The preparation of the bimetallic oxidant 2 of comparative example 3
By nitric acid tungsten (W (NO3)3) and cerous nitrate (Ce (NO3)3) mixed according to the proportioning of the amount 2: 1 of material, the water of addition It is 2gml to be configured to concentration-1(with WO3Quality meter) aqueous solution, carrier prepared by comparative example 1 is placed in reaction vessel, added It is 2gml that ionized water, which is configured to concentration,-1, the metal oxide aqueous solution prepared above is added drop-wise in the mixed carrier aqueous solution, Dripping quantity is with WO3Quality accounting 6% is defined, and is stirred after being added dropwise, and ultrasound 1 hour, is subsequently placed at a temperature of 60 DEG C Stirring reaction 1 hour, is then stood overnight, filtering, and deionized water washing, obtained filter cake is dried in 80 DEG C of baking oven, with After be put into Muffle kiln roasting, with 2 DEG C of min-1Programming rate reach 500 DEG C, constant temperature 2 hours, taken out after cooling, grind, Catalyst required for obtaining.
Rutile titanium dioxide is compared by experiment and is used as the bimetallic oxide of carrier to volatile organic matter benzene, two The catalytic degradation of toluene, two kinds of catalyst that the catalyst measured respectively is embodiment 3 and comparative example 3 provides, used survey It is chromatographic technique to determine technology, and the chromatograph used is GC-2010 types gas chromatograph (Japanese Shimadzu Corporation), using chromatographic technique The chromatographic peak area of benzene and dimethylbenzene in sample is determined, so as to determine the degradation rate of benzene and dimethylbenzene after catalysis.Impose a condition: 55 DEG C of column temperature, sensing chamber and 250 DEG C, gas flow 80ml/min, pressure 100kPa of room temperature of gasification, degradation rate=(when initial Carve chromatographic peak area-measure moment chromatographic peak area/initial time chromatographic peak area) × 100%, initial benzene and dimethylbenzene are dense Degree is 0.02mg/m3, each carry out 100min is reacted, is tested respectively in 50min, 70min and 100min.
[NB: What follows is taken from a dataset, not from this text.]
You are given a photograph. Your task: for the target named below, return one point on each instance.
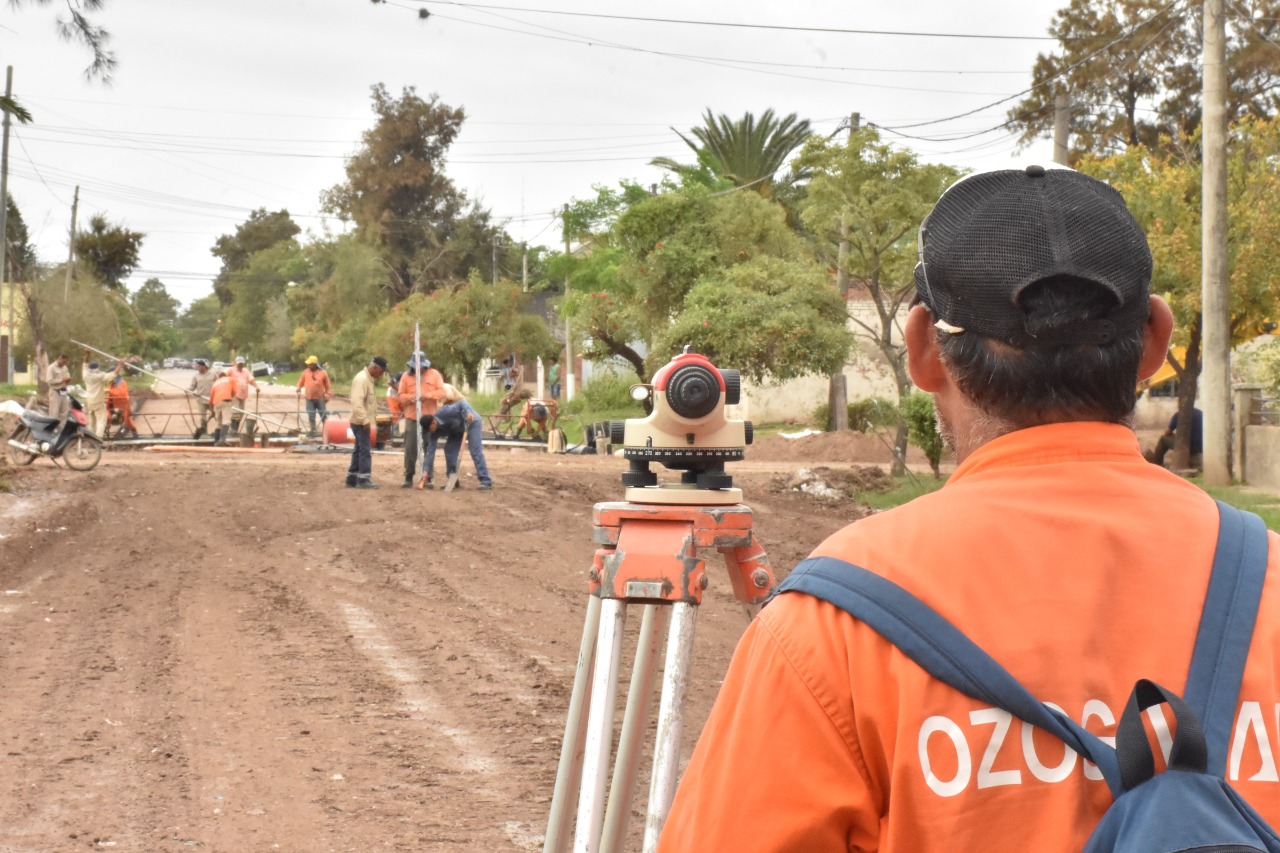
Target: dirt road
(237, 653)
Experimentation:, will be certain using static method using 350W xenon lamps (390~760nm of wave-length coverage) as visible light source The benzene of amount, which is added in 1L closed vessel, voluntarily to be volatilized, and catalyst is placed in reaction vessel.After reaction starts, when one section Between with syringe extracts 5mL gas, analysis photocatalytic degradation effect from reactor.In order to ensure the accuracy of experiment, often Secondary degraded is passed through in reactor with zero level air replaces remaining gas later, is avoided the benzene of residual and is influenceed experimental result, experiment It the results are shown in Table 1.
Table 1
As it can be seen from table 1 the load of bi-metal oxide catalyst is formed using rutile titanium dioxide and graphene Body, during photocatalytic degradation volatile organic matter benzene and dimethylbenzene, catalytic effect is better than anatase titanium dioxide The photocatalysis performance of the bimetallic oxide formed with graphene as carrier.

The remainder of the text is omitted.